Cholesterol crystals, but not steroid hormones or cholesteryl esters, are recognized by hMincle. Although they have a similar core structure, only cholesterol has a hydrophobic iso-octyl side chain at C-17. We showed that hMincle does not respond to DHEA, which lacks a hydrophobic side chain at C-17 (Fig. 3B), suggesting that this side chain might be important for the interaction of cholesterol with hMincle. Despite the existence of the same hydrophobic iso-octyl side chain at C-17, cholesteryl esters did not activate reporter cells. In cholesteryl esters, the 3β-hydroxyl group at the C-3 position of cholesterol is esterified to a fatty acid. Thus, the 3β-hydroxyl group may also determine the binding of Mincle to cholesterol. The results from sitosterol, ergosterol, and desmosterol suggest that a single bond between C-7 and C-8 in ring B is required for the activity. Taken together, a steroid backbone with two characteristics, alkyl chain at C-17 and hydroxyl residue at C-3, may be a minimal common feature for binding to hMincle. Alternatively, but not mutually exclusively, as a relatively high concentration of cholesterol crystals is required for the activation of reporter cells, currently we cannot exclude the possibility that a small amount of “modified” cholesterol derivatives or any particular forms of cholesterol crystals may be acting as an active ligand.
To obtain a sufficient amount of candidate lipids, we first used lipid extracts concentrated from bovine liver in this study. We also detected cholesterol as an active ligand from murine liver extract (data not shown). Therefore, a series of procedures of extraction, purification, and identification established in this study may be a useful method to discover novel endogenous ligands (DAMPs) that are released or modified upon damage from various tissues.
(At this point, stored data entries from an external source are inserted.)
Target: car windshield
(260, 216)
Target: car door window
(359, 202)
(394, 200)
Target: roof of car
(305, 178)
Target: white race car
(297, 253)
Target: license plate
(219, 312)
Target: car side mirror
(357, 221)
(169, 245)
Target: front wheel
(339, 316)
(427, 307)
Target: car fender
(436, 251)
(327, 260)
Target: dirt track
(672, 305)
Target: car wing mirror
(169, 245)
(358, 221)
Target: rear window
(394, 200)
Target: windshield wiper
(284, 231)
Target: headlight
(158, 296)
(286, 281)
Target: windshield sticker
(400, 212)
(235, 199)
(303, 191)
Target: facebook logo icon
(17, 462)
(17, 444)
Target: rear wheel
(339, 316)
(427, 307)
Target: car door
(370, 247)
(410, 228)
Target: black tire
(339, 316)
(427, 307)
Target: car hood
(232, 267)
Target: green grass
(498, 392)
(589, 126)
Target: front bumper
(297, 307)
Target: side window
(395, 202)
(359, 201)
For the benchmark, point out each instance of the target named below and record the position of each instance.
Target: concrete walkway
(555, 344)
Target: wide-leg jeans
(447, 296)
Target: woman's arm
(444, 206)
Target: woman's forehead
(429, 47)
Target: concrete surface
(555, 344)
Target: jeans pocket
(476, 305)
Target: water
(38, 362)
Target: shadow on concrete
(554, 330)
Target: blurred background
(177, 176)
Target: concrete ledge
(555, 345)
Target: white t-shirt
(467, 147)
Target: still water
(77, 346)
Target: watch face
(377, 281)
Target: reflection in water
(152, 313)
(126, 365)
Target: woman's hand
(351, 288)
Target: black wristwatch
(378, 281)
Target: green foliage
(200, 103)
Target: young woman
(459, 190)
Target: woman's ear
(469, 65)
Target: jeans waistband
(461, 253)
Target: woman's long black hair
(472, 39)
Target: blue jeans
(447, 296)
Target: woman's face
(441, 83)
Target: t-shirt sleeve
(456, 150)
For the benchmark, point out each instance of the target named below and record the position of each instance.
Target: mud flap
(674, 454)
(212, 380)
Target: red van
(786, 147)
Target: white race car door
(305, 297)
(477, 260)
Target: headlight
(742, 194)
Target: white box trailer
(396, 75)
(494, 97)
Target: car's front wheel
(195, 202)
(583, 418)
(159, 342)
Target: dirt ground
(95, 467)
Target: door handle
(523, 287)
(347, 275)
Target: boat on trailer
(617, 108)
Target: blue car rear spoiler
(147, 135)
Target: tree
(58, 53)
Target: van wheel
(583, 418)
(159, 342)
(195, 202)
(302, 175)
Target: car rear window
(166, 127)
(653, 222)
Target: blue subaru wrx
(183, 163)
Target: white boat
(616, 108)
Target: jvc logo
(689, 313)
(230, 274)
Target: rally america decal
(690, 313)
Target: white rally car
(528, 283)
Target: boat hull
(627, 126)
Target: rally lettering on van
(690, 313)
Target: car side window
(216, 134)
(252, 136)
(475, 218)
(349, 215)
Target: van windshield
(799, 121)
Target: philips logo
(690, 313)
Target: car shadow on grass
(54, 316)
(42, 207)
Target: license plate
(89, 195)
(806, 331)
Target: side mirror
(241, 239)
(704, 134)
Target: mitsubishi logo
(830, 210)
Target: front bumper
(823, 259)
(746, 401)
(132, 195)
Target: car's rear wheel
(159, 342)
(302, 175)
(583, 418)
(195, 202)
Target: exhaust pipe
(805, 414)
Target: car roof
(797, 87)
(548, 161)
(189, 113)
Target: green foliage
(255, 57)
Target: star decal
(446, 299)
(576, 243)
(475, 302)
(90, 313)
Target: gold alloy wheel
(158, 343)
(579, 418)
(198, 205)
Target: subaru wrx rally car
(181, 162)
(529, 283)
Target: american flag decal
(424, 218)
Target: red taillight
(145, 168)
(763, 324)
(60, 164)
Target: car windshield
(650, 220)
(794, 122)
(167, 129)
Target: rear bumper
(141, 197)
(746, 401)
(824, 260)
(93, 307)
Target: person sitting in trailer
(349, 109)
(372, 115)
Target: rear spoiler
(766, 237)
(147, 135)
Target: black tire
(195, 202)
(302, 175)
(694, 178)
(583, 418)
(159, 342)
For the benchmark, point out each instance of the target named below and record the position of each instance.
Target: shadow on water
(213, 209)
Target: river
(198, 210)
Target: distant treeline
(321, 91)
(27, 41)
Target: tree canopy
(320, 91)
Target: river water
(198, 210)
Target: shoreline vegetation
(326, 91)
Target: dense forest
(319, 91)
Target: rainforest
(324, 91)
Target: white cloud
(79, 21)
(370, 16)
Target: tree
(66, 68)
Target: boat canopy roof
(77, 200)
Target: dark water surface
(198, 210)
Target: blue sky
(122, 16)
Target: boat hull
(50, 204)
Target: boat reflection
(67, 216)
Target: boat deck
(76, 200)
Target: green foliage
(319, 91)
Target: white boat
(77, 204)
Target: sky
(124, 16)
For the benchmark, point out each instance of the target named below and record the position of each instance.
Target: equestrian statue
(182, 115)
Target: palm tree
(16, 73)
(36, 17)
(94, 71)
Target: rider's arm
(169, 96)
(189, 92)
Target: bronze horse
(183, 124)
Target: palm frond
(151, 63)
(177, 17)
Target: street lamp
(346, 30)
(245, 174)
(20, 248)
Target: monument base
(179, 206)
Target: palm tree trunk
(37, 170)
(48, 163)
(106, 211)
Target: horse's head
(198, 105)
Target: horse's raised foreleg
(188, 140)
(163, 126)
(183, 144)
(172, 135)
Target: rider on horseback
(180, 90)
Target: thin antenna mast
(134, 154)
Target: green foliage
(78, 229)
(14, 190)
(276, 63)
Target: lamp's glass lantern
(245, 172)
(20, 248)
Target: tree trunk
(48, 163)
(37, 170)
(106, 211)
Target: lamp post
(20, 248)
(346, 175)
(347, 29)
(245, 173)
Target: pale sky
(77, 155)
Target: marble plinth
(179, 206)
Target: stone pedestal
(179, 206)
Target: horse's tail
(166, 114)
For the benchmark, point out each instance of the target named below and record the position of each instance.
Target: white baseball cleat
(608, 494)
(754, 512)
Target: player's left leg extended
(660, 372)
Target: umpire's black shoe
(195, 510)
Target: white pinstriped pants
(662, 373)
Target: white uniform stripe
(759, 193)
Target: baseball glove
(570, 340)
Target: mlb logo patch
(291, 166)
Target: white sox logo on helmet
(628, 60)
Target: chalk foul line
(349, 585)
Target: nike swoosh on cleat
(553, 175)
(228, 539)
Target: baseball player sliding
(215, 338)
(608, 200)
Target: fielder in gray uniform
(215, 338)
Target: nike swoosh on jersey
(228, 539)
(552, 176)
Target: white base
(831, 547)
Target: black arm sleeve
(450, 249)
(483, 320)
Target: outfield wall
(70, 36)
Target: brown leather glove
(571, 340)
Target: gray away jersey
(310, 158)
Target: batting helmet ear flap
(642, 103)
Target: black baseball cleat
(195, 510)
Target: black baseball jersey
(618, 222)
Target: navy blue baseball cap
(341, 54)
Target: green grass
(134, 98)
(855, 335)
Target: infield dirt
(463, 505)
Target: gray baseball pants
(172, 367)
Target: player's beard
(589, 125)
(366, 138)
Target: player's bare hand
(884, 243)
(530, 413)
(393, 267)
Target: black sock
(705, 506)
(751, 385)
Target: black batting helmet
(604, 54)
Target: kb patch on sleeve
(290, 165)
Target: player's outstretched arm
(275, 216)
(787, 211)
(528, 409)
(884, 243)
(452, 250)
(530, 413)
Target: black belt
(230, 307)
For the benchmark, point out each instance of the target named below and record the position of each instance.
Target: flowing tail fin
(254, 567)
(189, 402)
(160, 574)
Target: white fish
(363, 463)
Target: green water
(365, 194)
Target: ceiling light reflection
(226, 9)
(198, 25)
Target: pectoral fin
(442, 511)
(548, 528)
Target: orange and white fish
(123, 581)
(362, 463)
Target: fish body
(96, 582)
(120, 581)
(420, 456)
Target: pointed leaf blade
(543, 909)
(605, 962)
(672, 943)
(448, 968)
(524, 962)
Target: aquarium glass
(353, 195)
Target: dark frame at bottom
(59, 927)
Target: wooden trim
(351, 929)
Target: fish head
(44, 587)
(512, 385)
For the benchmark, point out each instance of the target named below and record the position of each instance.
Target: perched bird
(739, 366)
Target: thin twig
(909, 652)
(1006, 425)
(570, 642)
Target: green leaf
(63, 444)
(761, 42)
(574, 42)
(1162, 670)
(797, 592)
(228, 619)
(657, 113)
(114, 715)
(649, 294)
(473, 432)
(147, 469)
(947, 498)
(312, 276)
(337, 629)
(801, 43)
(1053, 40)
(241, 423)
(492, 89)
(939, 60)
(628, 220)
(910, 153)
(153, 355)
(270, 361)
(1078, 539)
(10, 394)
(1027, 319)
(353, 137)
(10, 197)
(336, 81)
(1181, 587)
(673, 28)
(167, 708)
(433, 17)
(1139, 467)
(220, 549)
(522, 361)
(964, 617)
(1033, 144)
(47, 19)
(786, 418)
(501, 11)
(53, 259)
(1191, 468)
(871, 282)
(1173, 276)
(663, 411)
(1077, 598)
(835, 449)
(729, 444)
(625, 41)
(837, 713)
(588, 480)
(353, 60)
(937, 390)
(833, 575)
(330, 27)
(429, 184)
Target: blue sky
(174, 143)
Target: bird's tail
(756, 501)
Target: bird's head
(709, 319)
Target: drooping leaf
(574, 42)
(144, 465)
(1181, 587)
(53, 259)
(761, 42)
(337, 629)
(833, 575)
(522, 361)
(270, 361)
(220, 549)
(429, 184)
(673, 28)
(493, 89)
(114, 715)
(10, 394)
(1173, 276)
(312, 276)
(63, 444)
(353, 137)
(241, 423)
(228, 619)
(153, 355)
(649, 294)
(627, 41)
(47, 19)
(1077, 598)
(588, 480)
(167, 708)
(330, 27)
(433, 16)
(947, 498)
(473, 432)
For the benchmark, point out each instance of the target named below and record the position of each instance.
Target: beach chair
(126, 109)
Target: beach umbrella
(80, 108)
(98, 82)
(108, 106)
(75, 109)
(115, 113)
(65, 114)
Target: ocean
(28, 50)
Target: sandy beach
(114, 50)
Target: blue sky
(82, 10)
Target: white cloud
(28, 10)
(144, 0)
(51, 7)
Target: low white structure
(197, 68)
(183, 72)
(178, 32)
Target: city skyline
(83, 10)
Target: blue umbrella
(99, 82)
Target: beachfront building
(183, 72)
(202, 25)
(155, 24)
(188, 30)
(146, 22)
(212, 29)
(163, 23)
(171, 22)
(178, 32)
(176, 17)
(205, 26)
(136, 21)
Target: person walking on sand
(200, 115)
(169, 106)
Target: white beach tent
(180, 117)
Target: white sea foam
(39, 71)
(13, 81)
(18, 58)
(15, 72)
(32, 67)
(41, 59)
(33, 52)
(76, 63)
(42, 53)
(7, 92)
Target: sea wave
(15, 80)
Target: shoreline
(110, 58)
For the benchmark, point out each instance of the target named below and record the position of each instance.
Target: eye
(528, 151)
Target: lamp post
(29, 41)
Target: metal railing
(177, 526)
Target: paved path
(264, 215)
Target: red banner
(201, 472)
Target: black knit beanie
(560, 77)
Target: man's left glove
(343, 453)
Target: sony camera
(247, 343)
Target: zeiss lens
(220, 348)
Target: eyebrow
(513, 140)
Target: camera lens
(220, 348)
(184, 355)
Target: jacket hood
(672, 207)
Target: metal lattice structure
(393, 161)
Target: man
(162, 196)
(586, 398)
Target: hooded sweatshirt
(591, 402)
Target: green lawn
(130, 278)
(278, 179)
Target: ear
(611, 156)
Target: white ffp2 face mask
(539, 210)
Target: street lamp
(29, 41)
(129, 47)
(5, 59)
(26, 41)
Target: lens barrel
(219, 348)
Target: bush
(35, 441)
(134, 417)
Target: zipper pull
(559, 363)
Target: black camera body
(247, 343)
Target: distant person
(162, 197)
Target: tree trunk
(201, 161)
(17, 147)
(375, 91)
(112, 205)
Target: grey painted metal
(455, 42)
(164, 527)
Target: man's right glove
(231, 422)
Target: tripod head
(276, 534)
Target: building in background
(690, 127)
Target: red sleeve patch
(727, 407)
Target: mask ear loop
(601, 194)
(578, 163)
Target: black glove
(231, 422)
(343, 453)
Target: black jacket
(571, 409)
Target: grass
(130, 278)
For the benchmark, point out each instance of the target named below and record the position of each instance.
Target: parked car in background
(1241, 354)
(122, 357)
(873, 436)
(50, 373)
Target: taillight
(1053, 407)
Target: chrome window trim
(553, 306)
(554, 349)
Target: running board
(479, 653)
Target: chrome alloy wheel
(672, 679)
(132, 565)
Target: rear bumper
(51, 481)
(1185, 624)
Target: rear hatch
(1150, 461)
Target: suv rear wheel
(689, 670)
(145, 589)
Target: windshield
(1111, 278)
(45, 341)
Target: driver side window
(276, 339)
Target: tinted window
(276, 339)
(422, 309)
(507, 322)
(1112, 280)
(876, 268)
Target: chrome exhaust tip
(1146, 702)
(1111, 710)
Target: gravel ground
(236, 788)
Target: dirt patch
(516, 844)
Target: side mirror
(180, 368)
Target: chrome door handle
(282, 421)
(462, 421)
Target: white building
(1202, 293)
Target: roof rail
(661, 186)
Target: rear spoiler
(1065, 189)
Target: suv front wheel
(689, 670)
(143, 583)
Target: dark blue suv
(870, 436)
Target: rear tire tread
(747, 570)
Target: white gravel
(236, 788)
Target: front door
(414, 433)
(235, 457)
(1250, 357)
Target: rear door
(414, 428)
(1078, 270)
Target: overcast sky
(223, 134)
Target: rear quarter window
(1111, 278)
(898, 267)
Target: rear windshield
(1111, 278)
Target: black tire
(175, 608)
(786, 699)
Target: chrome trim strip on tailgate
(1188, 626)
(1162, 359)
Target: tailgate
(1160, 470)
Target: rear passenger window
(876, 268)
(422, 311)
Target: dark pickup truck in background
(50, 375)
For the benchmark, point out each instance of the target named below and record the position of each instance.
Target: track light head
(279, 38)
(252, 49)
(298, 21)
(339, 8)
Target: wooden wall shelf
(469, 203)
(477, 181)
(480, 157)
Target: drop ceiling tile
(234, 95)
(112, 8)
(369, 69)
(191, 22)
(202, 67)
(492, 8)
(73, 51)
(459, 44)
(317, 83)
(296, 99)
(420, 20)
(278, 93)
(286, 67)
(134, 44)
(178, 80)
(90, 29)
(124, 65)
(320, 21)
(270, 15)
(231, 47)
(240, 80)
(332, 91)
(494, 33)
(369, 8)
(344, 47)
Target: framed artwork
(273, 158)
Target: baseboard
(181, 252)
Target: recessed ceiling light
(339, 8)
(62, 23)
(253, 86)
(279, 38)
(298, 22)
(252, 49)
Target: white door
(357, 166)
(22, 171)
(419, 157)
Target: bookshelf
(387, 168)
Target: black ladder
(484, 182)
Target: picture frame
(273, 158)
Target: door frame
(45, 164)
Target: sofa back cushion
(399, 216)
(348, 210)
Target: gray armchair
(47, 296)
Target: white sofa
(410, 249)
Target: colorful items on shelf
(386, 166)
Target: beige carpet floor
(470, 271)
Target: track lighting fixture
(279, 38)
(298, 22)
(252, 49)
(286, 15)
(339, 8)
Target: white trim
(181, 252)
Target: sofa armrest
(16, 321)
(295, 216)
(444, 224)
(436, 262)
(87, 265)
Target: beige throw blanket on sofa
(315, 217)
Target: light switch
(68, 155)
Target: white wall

Besides, this method would be also applicable for identifying de novo-synthesized DAMPs during cellular damages or diseases from damaged tissues or patient samples.
The clear species differences between rodents and human imply that Mincle might have acquired reactivity to cholesterol during evolution (Fig. 4C). In agreement with this assumption, we found that Mincle from various primates and guinea pig has a CRAC consensus sequence at a position corresponding to that of hMincle, whereas neither mouse nor rat Mincle has such sequences (data not shown).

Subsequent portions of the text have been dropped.